Sort a list of tuples by 2nd item (integer value)
PythonListTuplesPython Problem Overview
I have a list of tuples that looks something like this:
[('abc', 121),('abc', 231),('abc', 148), ('abc',221)]
I want to sort this list in ascending order by the integer value inside the tuples. Is it possible?
Python Solutions
Solution 1 - Python
Try using the key
keyword with sorted()
.
sorted([('abc', 121),('abc', 231),('abc', 148), ('abc',221)],
key=lambda x: x[1])
key
should be a function that identifies how to retrieve the comparable element from your data structure. In your case, it is the second element of the tuple, so we access [1]
.
For optimization, see jamylak's response using itemgetter(1)
, which is essentially a faster version of lambda x: x[1]
.
Solution 2 - Python
>>> from operator import itemgetter
>>> data = [('abc', 121),('abc', 231),('abc', 148), ('abc',221)]
>>> sorted(data,key=itemgetter(1))
[('abc', 121), ('abc', 148), ('abc', 221), ('abc', 231)]
IMO using itemgetter
is more readable in this case than the solution by @cheeken.
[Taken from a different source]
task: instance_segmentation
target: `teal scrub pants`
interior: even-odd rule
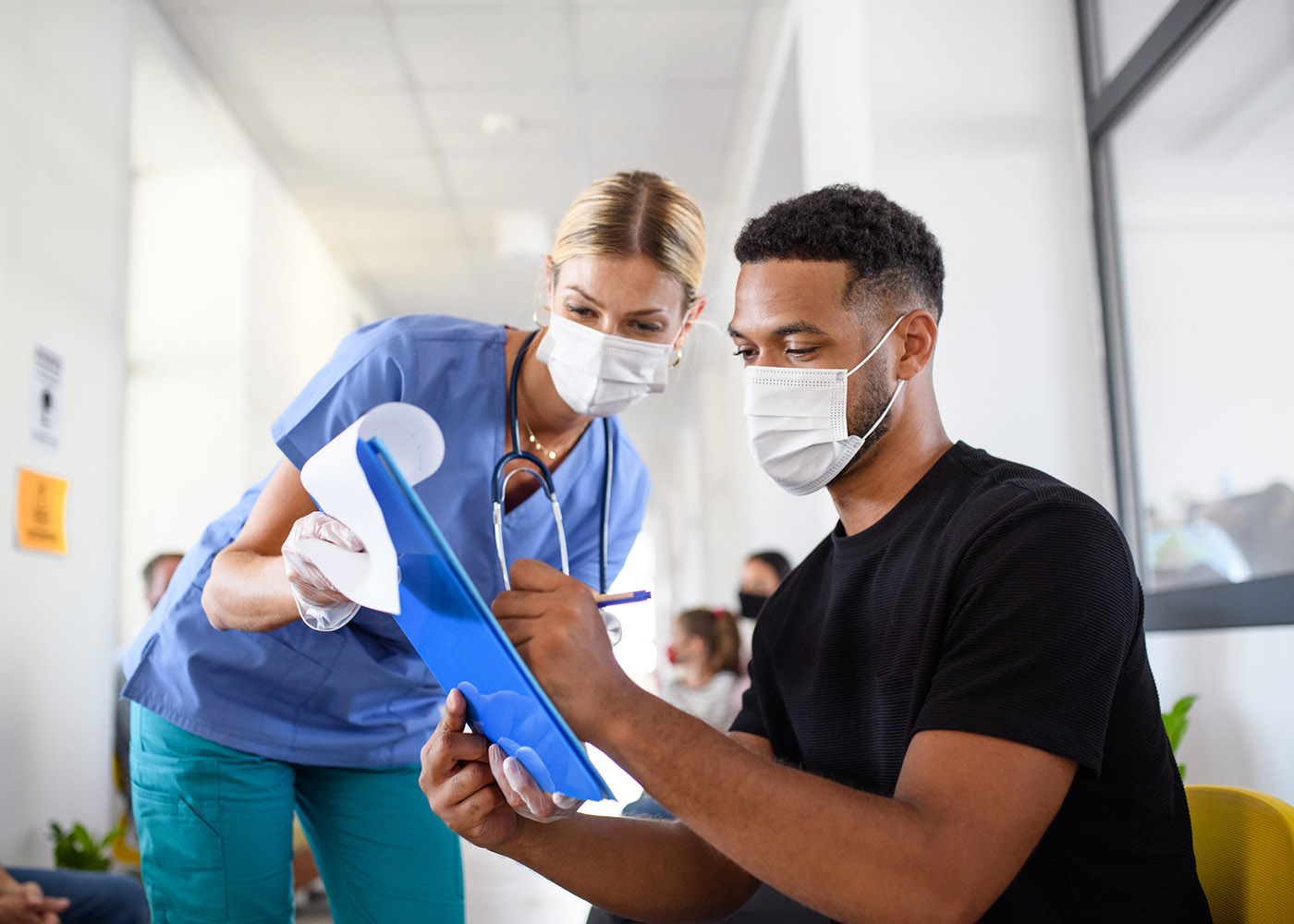
[[[153,924],[291,921],[294,810],[336,924],[463,921],[458,839],[417,765],[286,764],[132,704],[131,796]]]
It is
also faster since almost all of the computation will be done on the c
side (no pun intended) rather than through the use of lambda
.
>python -m timeit -s "from operator import itemgetter; data = [('abc', 121),('abc', 231),('abc', 148), ('abc',221)]" "sorted(data,key=itemgetter(1))"
1000000 loops, best of 3: 1.22 usec per loop
>python -m timeit -s "data = [('abc', 121),('abc', 231),('abc', 148), ('abc',221)]" "sorted(data,key=lambda x: x[1])"
1000000 loops, best of 3: 1.4 usec per loop
Solution 3 - Python
Adding to Cheeken's answer, This is how you sort a list of tuples by the 2nd item in descending order.
sorted([('abc', 121),('abc', 231),('abc', 148), ('abc',221)],key=lambda x: x[1], reverse=True)
Solution 4 - Python
As a python neophyte, I just wanted to mention that if the data did actually look like this:
data = [('abc', 121),('abc', 231),('abc', 148), ('abc',221)]
then sorted()
would automatically sort by the second element in the tuple, as the first elements are all identical.
Solution 5 - Python
For an in-place sort, use
foo = [(list of tuples)]
foo.sort(key=lambda x:x[0]) #To sort by first element of the tuple
Solution 6 - Python
From python wiki:
>>> from operator import itemgetter, attrgetter
>>> sorted(student_tuples, key=itemgetter(2))
[('dave', 'B', 10), ('jane', 'B', 12), ('john', 'A', 15)]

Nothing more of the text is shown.